A lot of cancer research has focused on genomics, which looks at the DNA mutations inside cancer cells. That’s incredibly important, but what we’re finding is that the way cells organize and interact within a tumour can also tell us a great deal about how a cancer will behave and how a patient may respond to treatment.

What’s especially powerful is combining both perspectives. By layering imaging data with genomic information, we can build a much more complete understanding of a tumour. Together, those insights will help clinicians make more precise treatment decisions tailored to each patient.
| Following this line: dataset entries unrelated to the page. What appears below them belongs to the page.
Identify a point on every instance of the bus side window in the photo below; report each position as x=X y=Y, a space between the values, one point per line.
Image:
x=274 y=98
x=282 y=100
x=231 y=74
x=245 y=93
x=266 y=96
Right now, we’re doing this retrospectively using existing patient samples, but the long-term goal is to eventually do it in real time – where a patient’s tumour could be analyzed quickly and treatment decisions guided much more precisely. That’s the dream.

Q. Looking ahead, what do you hope your research will lead to?

Dr. Jackson: We’re moving toward a future where we don’t rely on one cancer treatment at a time, and treatment is more precise and personalized. By understanding all the different components and environments within a tumour, we can better predict which therapies are most likely to work for a specific patient.  

Right now, many patients still receive broad, aggressive chemotherapies. But I think the future will involve combination therapies that target multiple parts of the tumour at once – including the cancer cells themselves, the surrounding tissue and the immune system.

What these tumour maps are helping us do is identify all the different “nodes” or weak points within a cancer, rather than focusing on just one target. That’s how we move from slowing cancer down to truly controlling – and eventually overcoming – it.